Globalement, le médiateur pointe un manque d'information de la part des services d'eau envers leurs abonnés. Sur le plafonnement de la facture en cas de surconsommation supérieure au double de la consommation moyenne, il note des "explications trop floues ou générales de la part des services d'eau concernant les conditions requises". "Il est important que les services d'eau expliquent bien les conditions dans lesquelles l'abonné peut voir la loi Warsmann s'appliquer", et donc sa facture plafonnée, affirme Marc Censi et notamment que l'abonné sache qu'il doit "le plus rapidement possible faire intervenir un plombier professionnel" en cas de fuite.
Il recommande également la mise en place de "systèmes d'alerte plus systématiques" lorsqu'un service d'eau détecte une augmentation anormale de la consommation d'un abonné. Les services d'eau devraient aussi "donner des instructions plus détaillées aux abonnés pour auto-contrôler l'absence de fuites".
Contexte juridique favorable à la médiation
Le rôle de la médiation de l'eau devrait augmenter dans les prochaines années du fait de l'évolution de son contexte juridique, prédit Marc Censi. Tout d'abord, la loi Hamon sur la consommation du 17 mars 2014 oblige aujourd'hui les professionnels à mentionner à leurs abonnés dans leur contrat la possibilité de recourir à un médiateur. De plus, la France doit transposer par ordonnance d'ici le 9 juillet prochain la directive européenne du 21 mai 2013 concernant le règlement extrajudiciaire des litiges de consommation, qui renforce la possibilité de recours à un médiateur pour régler des litiges.

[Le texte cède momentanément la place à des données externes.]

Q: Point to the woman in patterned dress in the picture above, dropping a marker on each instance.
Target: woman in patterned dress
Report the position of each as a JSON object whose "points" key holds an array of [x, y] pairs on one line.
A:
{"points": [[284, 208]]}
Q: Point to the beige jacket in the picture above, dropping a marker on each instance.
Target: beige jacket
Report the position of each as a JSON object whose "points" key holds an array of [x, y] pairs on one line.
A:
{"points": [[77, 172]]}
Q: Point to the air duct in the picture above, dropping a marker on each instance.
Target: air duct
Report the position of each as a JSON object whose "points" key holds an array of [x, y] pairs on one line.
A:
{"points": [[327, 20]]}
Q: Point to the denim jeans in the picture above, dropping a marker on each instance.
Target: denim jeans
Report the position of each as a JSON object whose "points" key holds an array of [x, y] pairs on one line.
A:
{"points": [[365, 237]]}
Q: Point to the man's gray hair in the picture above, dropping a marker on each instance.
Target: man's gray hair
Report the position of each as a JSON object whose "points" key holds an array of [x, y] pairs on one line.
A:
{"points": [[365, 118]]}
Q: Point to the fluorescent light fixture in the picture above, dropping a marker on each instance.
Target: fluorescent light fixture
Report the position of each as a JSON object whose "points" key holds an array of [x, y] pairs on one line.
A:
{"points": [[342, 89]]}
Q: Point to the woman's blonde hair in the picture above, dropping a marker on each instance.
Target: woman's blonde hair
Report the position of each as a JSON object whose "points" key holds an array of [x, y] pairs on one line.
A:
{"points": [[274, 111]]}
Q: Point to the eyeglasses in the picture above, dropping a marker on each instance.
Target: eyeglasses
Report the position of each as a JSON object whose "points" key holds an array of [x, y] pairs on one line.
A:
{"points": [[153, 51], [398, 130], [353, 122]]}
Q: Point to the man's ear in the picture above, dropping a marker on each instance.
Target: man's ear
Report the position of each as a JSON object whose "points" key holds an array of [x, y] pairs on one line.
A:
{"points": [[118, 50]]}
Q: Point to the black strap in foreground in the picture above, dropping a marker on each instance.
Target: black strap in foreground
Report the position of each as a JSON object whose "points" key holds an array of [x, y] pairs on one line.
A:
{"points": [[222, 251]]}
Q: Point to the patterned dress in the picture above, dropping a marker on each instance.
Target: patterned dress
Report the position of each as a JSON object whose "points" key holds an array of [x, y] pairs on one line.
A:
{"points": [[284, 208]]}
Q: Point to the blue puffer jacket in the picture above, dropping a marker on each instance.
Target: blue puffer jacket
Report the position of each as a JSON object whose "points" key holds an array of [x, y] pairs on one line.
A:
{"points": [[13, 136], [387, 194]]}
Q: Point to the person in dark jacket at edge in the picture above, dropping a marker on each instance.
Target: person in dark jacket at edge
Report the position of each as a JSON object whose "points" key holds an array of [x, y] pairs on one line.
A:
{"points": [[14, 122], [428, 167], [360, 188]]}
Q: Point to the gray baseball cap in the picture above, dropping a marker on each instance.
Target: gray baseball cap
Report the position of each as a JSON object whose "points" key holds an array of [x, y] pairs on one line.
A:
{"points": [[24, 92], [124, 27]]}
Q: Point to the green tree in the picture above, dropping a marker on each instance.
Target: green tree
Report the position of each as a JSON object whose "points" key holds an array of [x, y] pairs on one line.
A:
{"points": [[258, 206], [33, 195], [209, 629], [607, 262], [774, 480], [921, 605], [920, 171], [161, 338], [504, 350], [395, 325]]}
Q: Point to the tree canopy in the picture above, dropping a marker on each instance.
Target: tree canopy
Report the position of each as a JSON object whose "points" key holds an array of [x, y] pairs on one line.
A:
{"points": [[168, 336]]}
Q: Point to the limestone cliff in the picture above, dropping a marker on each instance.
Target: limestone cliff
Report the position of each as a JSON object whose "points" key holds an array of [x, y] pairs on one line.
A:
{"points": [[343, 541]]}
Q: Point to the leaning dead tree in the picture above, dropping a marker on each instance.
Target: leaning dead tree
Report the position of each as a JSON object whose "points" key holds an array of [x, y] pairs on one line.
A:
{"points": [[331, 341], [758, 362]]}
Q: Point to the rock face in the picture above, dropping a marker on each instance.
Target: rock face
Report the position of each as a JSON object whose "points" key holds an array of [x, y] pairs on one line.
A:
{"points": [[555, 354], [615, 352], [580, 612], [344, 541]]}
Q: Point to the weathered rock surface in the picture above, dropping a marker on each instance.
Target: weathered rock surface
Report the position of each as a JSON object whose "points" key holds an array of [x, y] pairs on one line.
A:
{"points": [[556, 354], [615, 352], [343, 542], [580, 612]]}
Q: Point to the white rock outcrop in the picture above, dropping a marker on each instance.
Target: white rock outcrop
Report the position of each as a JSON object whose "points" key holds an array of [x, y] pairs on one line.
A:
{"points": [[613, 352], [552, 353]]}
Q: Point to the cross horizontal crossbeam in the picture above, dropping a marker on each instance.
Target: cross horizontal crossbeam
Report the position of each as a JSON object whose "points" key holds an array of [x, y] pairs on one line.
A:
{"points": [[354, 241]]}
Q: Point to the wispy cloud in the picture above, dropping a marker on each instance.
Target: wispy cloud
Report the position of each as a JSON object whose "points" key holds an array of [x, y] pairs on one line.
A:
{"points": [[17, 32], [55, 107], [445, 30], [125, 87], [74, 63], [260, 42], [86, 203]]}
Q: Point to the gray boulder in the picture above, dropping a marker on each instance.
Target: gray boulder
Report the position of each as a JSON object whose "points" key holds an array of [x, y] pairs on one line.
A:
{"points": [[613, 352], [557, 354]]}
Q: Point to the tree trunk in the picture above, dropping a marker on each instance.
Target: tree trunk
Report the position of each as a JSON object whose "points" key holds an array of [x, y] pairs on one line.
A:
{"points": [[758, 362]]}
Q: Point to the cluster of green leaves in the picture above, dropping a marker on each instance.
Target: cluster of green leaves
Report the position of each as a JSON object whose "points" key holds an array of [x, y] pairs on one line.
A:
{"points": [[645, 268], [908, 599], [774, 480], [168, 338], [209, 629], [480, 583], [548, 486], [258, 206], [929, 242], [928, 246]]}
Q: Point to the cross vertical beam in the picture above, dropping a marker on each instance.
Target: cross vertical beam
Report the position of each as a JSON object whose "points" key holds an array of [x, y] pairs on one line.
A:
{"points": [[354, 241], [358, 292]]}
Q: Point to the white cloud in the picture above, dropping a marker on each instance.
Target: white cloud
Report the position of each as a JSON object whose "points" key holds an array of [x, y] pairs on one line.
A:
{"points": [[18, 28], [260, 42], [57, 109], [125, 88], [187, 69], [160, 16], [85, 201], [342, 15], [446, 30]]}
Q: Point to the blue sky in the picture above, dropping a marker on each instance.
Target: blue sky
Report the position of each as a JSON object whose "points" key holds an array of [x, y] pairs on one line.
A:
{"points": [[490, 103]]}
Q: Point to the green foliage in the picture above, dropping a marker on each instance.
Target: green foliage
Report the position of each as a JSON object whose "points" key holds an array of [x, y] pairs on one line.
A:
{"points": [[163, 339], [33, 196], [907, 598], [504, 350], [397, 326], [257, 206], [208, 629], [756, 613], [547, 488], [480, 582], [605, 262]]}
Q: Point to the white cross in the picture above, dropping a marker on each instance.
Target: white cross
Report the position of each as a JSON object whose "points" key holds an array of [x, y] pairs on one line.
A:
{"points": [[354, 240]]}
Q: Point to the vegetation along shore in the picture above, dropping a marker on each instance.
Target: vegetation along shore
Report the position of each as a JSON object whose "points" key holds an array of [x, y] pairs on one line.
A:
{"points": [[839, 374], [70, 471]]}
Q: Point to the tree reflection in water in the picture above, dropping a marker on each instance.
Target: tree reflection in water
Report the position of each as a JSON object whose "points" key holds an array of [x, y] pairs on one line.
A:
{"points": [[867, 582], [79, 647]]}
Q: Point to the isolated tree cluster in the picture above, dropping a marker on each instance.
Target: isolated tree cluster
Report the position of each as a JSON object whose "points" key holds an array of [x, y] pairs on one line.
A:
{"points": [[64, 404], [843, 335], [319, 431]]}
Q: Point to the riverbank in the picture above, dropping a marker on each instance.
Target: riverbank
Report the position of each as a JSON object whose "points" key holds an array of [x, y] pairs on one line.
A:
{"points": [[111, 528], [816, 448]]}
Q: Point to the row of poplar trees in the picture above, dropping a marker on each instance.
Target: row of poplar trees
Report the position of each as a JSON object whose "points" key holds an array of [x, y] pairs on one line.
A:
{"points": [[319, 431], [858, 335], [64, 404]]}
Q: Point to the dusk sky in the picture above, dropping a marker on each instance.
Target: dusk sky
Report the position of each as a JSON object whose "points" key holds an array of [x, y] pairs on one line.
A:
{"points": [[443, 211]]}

Aujourd'hui, avec une petite équipe de quatre personnes, la médiation de l'eau est susceptible de traiter les litiges de 70% de la population française couverte par les gestionnaires des services d'eau et d'assainissement (opérateurs privés ou régies publiques) qui ont adhéré par convention. Fondée sous le statut d'association loi 1901 par des associations d'élus (Association des maires de France, Assemblée des communautés de France) et la Fédération professionnelle des entreprises de l'eau (FP2E), la médiation a été rejointe par la Fédération des distributeurs d'eau indépendants (FDEI) puis progressivement depuis 2012 par des opérateurs publics (entreprises publiques locales) et des collectivités en régie (métropoles, communautés d'agglomération, communautés de communes). Si son intervention est totalement gratuite pour le consommateur, elle s'est dotée cette année d'un barème pour ses prestations, alors qu'elle fonctionnait précédemment avec des subventions provenant des membres de l'association. Ses adhérents doivent désormais s'acquitter d'une cotisation annuelle proportionnelle au nombre d'abonnés du service et payer un coût de traitement par dossier. A l'avenir, son objectif est de couvrir tous les consommateurs, soit 38 millions de foyers.